Değerli kardeşlerim; Allah cc. “En güzel biçimde yarattım” dediği insan; Rabb’inden gelip yine Rabb’ine dönecek olan bir ebediyet yolcusudur. (Bakınız; İsra-85). Dünya dediğimiz bu fani alem, aslında sonsuzluğa giden ve dönüşü olmayan yolculuğun güzergahı olup, bu yolculuğun son durağı olan “BERZAH ALEMİ” yazımızın ana konusu olacaktır. Himmetleri ile dilimin döndüğü kadarı ile sizlere faydalı olma gayretinde olacağım inşallah.
Allah cc. Bakara Suresi Ayet 154’te, "Allah yolunda öldürülenleri sakın ölüler sanmayın. Aksine onlar, Rableri katında diridirler, rızıklanmaktadırlar. Allah’ın kendi fazlından onlara verdikleriyle sevinç içindedirler. Onlar arkalarından henüz ulaşmayanlara müjdelemeyi isterler ki onlara hiçbir korku yoktur, mahzun da olacak değillerdir." Diye buyurmaktadır.
Değerli dostlar; BERZAH nedir, ne demektir? Yazımıza buradan başlayalım inşallah. İnsanların ruhlar aleminde yaratılması ile anne batınında geçen zaman bir berzah olduğu gibi, ruhun bedenden ayrılması ile tekrar dirilmesine kadar geçen süreye de berzah denilmektedir. Kur’an’ı ifade ile arz etmem gerekirse, ölüm ile haşr arasında geçen süreye BERZAH denildiği gibi, diğer bir ifade ile ruhani hayatın hüküm sürdüğü bir yer anlamına da gelmektedir.

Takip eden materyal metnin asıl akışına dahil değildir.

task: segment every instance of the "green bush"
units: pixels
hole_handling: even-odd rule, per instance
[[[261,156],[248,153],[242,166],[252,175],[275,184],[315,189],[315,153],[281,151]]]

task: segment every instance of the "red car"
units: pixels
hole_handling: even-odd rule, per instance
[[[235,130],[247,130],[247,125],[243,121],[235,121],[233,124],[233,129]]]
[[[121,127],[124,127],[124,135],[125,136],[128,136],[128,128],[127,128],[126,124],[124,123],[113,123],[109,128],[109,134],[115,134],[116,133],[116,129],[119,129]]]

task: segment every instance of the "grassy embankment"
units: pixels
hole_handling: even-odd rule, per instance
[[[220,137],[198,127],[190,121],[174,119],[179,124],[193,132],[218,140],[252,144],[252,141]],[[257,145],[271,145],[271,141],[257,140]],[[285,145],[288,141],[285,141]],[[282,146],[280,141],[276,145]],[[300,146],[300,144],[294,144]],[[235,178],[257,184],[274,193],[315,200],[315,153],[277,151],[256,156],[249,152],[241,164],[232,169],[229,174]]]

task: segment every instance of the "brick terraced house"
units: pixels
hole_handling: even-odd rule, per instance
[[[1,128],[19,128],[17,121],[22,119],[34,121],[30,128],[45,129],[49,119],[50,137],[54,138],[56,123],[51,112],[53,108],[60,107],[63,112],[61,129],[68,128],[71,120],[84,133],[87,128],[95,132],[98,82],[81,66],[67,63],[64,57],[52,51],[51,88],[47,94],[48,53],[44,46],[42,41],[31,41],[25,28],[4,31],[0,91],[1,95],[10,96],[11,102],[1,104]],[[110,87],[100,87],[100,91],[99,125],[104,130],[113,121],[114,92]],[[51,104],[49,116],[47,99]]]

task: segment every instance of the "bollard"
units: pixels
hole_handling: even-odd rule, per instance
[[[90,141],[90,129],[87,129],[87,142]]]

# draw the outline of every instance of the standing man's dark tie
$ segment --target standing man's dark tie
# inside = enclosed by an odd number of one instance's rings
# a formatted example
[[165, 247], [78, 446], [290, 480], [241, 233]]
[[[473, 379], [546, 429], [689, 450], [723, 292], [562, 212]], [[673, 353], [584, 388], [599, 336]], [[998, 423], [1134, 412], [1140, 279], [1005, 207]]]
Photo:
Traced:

İnsan ruhu açısından değerlendirdiğimizde bu hayata “KABİR HAYATI” denilmektedir. Ruhun bedeni terk etmesinden sonraki yolculuğu berzah alemi yolculuğudur. Yani “kabir hayatına” geçişidir. Bedenin deformasyona uğraması yani çürümesi, dağılması, toprağa karışması kabir hayatını etkilemez. Çünkü söz konusu hayat maddi değil, ruhani bir hayattır. Bu sebeple de alem-i berzaha “ALEM-İ ERVAH” veya “DARU’L-ERVAH” da denilmektedir.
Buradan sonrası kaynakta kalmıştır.